The gender pay gap in Aotearoa New Zealand has reduced steadily from 16.3% in 1998 but has fluctuated over the past decade. It is currently 8.6%. The gender pay gap for wāhine Māori, Pacific and Asian women, and disabled women is significantly higher than the overall gap.
Median hourly earnings for all women are currently $30.15 compared to $33.00 for all men (as at September 2023). European women had median hourly earnings of $31.50, but by comparison, Asian women earned $29.00, wāhine Māori earned $28.29, and Pacific women earned $28.00.
What causes the gender pay gap?
The causes of the gender pay gap are complex. In the past, a substantial proportion of the gender pay gap was due to factors such as differences in education, the occupations and industries that men and women worked in, or the fact that women were more likely to work part-time. We now know these factors only explain around 20% of the current gender pay gap.
The majority (80%) of the gender pay gap is now driven by what the research calls ‘unexplained’ factors. These are the harder to measure factors, like conscious and unconscious bias and differences in men’s and women’s choices and behaviours.
Behaviour, attitudes, and biases
Behaviour, attitudes, and biases are interrelated. There are still deeply held societal attitudes and beliefs about the types of work that are appropriate for men and women, the relative importance of occupations where men or women dominate, and the allocation of unpaid work, like caring for children and housework. These attitudes affect not only the choices men and women make around paid and unpaid work, but also the behaviours of others toward men and women who make choices that are not consistent with these traditional beliefs.
Bias occurs when we automatically, and often unconsciously, use shortcuts and stereotypes that distort, generalise, ignore, or emphasise information, and is sometimes described as ‘fast thinking’. The advantages of fast thinking are speed and efficiency.
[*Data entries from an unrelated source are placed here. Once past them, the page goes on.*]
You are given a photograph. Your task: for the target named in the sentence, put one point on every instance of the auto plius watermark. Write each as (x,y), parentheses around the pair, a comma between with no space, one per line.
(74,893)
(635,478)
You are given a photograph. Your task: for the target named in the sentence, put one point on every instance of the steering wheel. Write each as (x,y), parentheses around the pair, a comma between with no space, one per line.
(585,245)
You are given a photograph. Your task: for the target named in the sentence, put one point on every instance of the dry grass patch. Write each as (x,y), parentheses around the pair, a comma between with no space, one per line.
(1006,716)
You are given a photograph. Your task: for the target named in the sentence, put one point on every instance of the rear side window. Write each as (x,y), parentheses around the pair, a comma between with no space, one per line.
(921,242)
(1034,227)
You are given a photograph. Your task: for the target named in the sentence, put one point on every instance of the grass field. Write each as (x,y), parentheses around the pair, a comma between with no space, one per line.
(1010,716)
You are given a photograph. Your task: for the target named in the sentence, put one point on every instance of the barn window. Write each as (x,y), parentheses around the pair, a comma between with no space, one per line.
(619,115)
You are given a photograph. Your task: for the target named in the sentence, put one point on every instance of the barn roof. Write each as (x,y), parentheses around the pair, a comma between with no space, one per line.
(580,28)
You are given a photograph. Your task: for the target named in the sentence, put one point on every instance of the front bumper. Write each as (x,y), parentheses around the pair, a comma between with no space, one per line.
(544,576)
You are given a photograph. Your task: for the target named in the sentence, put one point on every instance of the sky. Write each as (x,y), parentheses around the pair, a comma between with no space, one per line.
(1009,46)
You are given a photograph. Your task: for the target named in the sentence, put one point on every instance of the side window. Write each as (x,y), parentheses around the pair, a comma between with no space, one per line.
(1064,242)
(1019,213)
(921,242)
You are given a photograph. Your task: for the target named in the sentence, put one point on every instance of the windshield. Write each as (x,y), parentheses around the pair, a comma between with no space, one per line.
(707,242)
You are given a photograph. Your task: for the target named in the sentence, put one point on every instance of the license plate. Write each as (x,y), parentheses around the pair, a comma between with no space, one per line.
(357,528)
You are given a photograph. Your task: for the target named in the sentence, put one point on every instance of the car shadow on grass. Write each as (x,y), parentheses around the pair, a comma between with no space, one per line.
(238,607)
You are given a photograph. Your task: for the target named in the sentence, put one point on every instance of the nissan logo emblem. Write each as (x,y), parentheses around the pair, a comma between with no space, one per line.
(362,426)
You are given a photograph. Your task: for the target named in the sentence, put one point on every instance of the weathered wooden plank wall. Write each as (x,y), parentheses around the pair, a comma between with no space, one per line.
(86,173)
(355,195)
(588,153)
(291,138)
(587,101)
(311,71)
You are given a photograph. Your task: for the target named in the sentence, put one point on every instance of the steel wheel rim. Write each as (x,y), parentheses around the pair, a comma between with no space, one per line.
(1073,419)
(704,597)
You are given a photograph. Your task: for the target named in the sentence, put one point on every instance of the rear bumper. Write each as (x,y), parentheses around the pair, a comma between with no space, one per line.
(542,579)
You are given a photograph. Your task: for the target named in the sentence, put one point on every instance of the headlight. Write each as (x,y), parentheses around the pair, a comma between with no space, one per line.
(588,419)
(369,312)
The disadvantage is that we do not take all the relevant information into account when making a judgement or decision, which can lead to poor-quality decisions.
Bias makes it difficult for women to adapt and succeed in workplaces and by its nature it is difficult to detect, both by those who benefit and those who are disadvantaged. It influences small day-to-day behaviours (like who is called on to offer an opinion or undertake challenging tasks, and whose contributions are positively acknowledged in meetings), as well as decisions on hiring, promotions and setting salaries. While discrimination is against the law, bias can affect decisions people make in ways that they’re not aware of.
Occupational segregation refers to the clustering of men and women workers in particular occupations. Occupational segregation can widen the gender pay gap, as women-dominated occupations tend to be lower paid than those dominated by men and there is a higher proportion of men in senior positions.
Unpaid and caring work
Women and men have different patterns of participation in the paid workforce, principally because women spend a greater proportion of their time on unpaid and caring work than men. When women return to the paid workforce from career breaks, they often have trouble getting their careers back on track.
Although unpaid work makes an important contribution to the economy and plays a pivotal role in society and to individuals and communities, it is not visible, widely understood, or recognised, as ‘real’ work. All of this has a significant impact on women’s lifetime earnings and financial security and contributes to the gender pay gap widening.
Reducing the gender pay gap
Given the range of causes, the solution to the gender pay gap is complex and requires sustained action over time from a range of participants, including workers, employers, careers advisers, business leaders, employee groups and government, and a change in societal attitudes and beliefs about women and men, and work.
We have developed the What’s My Gender Pay Gap? tool that you can use to find out what the gender pay gap is across a range of sectors, and find out what employers and you as an individual can do to help close these gaps.
You can also find out what the government is doing to close the gender pay gap. This includes work underway by Te Kawa Mataaho Public Service Commission to reduce the gender pay gap and address pay equity through tools such as Kia Toipoto, an action plan to help close gender and ethnic pay gaps in the Public Service, and Te Orowaru, a pay equity work assessment tool that helps recognise the value of cultural skills in work.